An Overly Simplistic Approach for Some Pretty Complicated Assets?
Does anyone ever find that real estate investing is overly simplistic, a bit elementary. Slap a 3% market/expense/rent growth rate, pull a sometimes arbitrary list of lease and sale comps, +50-75 bps on exit cap (or -50-75 bps depending on fund strategy), claim a YoC of x% on a capex project based on the resulting guestimated rent increase, etc.... You could probably go on for days with some of these more arbitrary assumptions.
It seems like there should be a better way, and the emotional pull of an interesting/fun property, or bonus compensation based on acquisition volume seems it would muddy the waters, making it difficult to hit what are sometime excessively optimistic goals.
At what point does the industry change, adapt to the world of data and advanced analytics that we live in, implementing predictive analytics, modern portfolio theory, machine learning for data analysis? Are there any firms currently taking an abnormally research weighted approach to their strategy? It seems like there should be a better way about this, but none (at least publicly) are touting any advanced research driven strategies.
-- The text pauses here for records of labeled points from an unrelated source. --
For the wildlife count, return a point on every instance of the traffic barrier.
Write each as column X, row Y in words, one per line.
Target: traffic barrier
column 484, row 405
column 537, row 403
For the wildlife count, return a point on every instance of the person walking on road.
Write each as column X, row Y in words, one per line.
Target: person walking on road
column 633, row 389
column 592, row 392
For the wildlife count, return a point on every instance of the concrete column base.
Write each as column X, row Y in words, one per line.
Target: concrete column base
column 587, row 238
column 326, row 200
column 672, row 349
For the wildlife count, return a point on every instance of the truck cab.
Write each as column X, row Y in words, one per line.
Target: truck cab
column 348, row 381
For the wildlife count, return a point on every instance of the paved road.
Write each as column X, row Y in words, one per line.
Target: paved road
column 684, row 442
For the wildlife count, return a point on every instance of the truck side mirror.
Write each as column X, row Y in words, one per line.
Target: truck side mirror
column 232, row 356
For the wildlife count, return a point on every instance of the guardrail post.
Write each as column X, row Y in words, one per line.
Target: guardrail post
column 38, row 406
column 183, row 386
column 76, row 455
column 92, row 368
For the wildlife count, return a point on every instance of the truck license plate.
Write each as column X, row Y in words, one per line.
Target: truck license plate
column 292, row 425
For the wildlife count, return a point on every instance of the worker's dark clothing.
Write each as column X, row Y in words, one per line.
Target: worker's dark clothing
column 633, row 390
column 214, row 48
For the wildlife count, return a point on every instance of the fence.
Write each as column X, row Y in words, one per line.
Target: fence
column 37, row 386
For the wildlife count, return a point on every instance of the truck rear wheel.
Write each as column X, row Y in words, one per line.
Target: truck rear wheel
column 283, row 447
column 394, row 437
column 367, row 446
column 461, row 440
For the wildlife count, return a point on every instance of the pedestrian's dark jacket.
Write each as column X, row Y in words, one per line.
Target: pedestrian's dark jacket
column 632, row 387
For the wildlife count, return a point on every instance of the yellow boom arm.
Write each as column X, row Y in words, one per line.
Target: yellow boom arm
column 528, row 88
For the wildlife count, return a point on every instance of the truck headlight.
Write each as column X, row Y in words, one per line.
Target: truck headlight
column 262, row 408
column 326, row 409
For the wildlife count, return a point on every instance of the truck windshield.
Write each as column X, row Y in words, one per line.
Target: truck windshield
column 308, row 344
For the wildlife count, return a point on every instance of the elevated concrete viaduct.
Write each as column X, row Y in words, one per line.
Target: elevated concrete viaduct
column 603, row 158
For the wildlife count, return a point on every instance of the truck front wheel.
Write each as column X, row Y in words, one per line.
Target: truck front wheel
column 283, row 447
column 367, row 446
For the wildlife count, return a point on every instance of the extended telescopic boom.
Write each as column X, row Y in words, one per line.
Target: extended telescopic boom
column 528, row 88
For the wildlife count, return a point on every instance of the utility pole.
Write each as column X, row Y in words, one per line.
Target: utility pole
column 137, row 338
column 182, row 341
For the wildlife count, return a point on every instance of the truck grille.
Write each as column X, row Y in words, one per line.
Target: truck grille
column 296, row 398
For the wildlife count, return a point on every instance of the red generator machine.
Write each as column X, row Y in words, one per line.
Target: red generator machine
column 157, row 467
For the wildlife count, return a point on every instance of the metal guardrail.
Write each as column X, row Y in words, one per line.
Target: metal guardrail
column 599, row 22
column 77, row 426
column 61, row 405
If any of you know of firms doing this, or experienced strategies involving this, would love to hear about them.
I think this depends entirely on what specific discipline within real estate you are talking about. For acquisition of an existing operating property, sure...there is enough data available to pinpoint where certain line items will trend in the future.
Not really the case for development. There are so many hundreds of changing variables in a development project that getting into this level of granularity is a total circle jerk that is a waste of time. Provided you are in the ballpark on your cost and income/expense assumptions, that should give you a decent barometer for whether a project will be successful...beyond that, hardcore data analytics isn't going to tell you how fast your project will get entitled, what contractors will bid on your job based on how full their pipeline is, etc.